O atropelamento aconteceu na tarde de terça-feira (1º), e a vítima morreu horas depois no hospital. Nos áudios, Vitória afirma que alertou diversas vezes sobre sua intenção de agir caso continuasse sendo chamada de “louca”.
Em outra mensagem, também direciona ofensas aos integrantes do grupo. A estudante permanece presa e deverá responder por homicídio. A defesa dela não havia sido localizada até a última atualização do caso.
Segundo a investigação, Odair teve o corpo prensado entre o carro conduzido pela suspeita e a parede da residência. Ele chegou a ser socorrido, mas não resistiu aos ferimentos e acabou teve a morte confirmada horas depois.
Após o crime, Vitória foi localizada e presa na casa de um amigo, onde, conforme a polícia, teria tentado esconder o veículo utilizado no atropelamento. Depois da prisão, ela se feriu dentro da viatura policial e voltou a se autolesionar já na cela da Central de Flagrantes.

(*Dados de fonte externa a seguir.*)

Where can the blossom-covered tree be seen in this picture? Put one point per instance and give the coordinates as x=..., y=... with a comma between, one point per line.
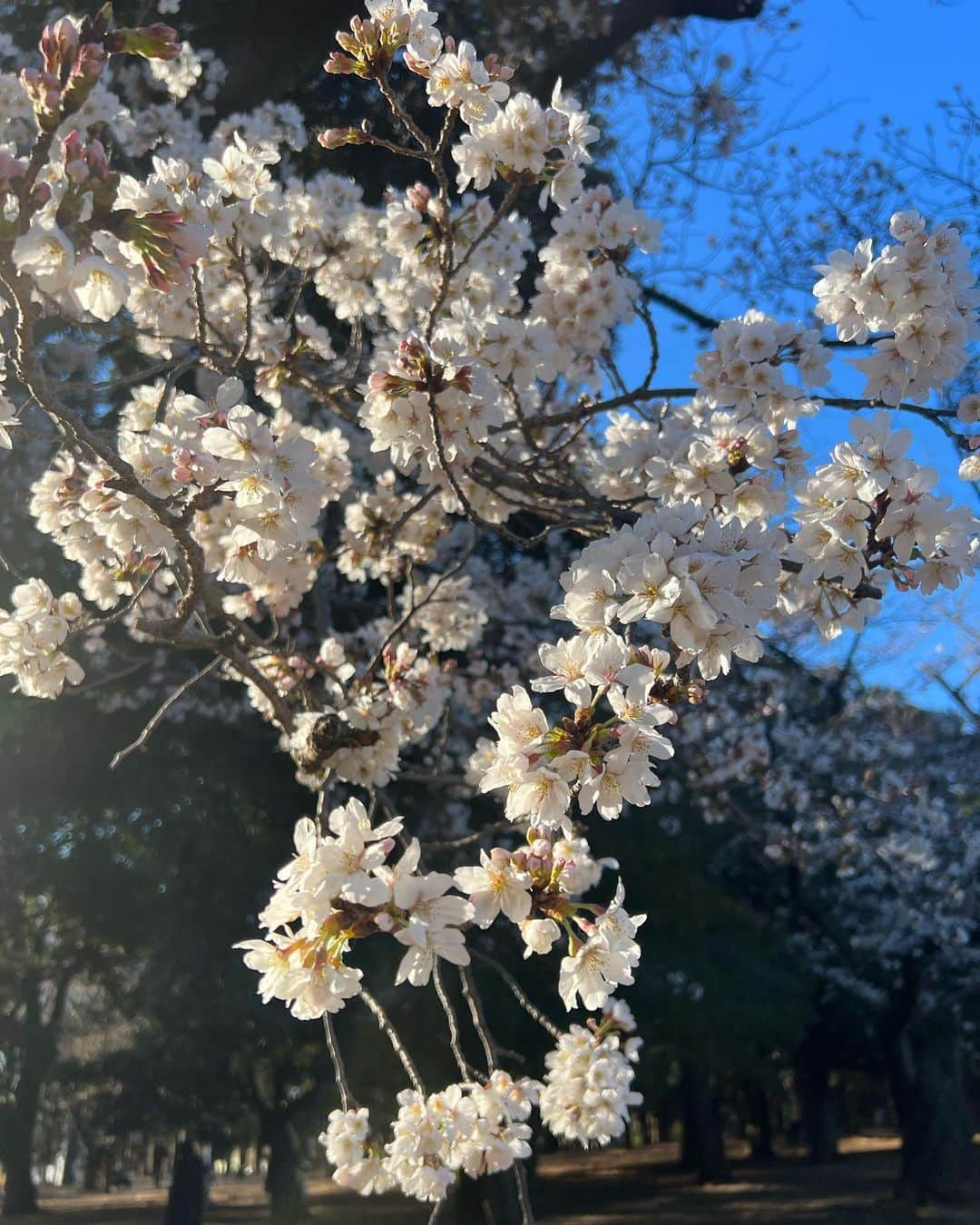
x=348, y=456
x=867, y=806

A Polícia Civil de Rondônia segue investigando o caso. Testemunhas relataram que, antes de invadir a residência com o carro, a estudante bateu contra o portão do condomínio, atraindo a atenção dos moradores.

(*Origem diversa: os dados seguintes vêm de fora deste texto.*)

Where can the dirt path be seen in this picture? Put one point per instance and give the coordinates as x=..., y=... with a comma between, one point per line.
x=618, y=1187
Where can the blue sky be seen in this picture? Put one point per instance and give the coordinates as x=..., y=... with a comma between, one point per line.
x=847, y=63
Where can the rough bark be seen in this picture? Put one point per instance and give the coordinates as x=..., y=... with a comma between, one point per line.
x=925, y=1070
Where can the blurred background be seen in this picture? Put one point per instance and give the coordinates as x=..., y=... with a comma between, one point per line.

Pessoas que presenciaram a sequência dos fatos disseram que ela aparentava estar bastante alterada e chegou a afirmar que mataria todos os presentes. A mulher deixou o local, passou a jogar garrafas contra a casa da vítima e depois voltou com o carro. Os desentendimentos haviam começado anteriormente, segundo testemunhas.